Thursday, August 21, 2008

Judgment in Chile

Outside Santiago's Palacio de la Moneda, a larger than life monument to the late President Salvador Allende stands at the southeast corner of the Plaza de la Constitución. Only a decade ago, before the arrest and detention of former dictator General Augusto Pinochet in London changed Chilean politics so dramatically, this would have been unthinkable.

About a month ago, I reviewed a book by Chile's United Nations ambassador Heraldo Muñoz on his experiences during the Pinochet dictatorship of 1973-1990. I generally don't like to dwell on topics like Pinochet, if only because he is such an infamous stereotype of the region, which deserves to escape the stigma of brutal military strongmen. The other night, though, I watched a PBS documentary called The Judge and the General, by Elizabeth Farnsworth and Patricio Lanfranco, that adds something new to the debates.

Farnsworth and Lanfranco's film focuses on a single individual, the relatively conservative but open-minded judge Juan Guzmán, and his painstakingly incorruptible investigation into Pinochet's culpability for deaths and disappearances after the 1973 coup that overthrew Allende. By the time Pinochet died, two years ago, Guzmán's indictments had so discredited the dictator that, after Pinochet's funeral, the dictator's family had to cremate him and hide his remains instead of building a monumental crypt - making Pinochet, in a sense, the last disappeared person. Allende, by contrast, has a conspicuous public monument.

The film will also screen this weekend at the Santiago International Film Festival, followed by the Los Angeles Latino International Film Festival from September 12-19, and the Festival of Liberties in Brussels, October 16-26.
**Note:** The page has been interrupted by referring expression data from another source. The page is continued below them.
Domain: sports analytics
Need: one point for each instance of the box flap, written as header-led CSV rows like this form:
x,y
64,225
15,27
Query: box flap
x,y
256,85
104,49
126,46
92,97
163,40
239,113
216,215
In the interests of full disclosure, I know Patricio Lanfranco slightly, as he owns a lodge called Refugio Tinquilco at Parque Nacional Huerquehue, in the vicinity of Pucón. I have an even more tenuous link to Elizabeth Farnsworth, as I once batted against her son Sam in a pickup baseball game. Against Sam, who is 30 years younger than I and throws upwards of 80 mph, I was lucky to make any sort of contact.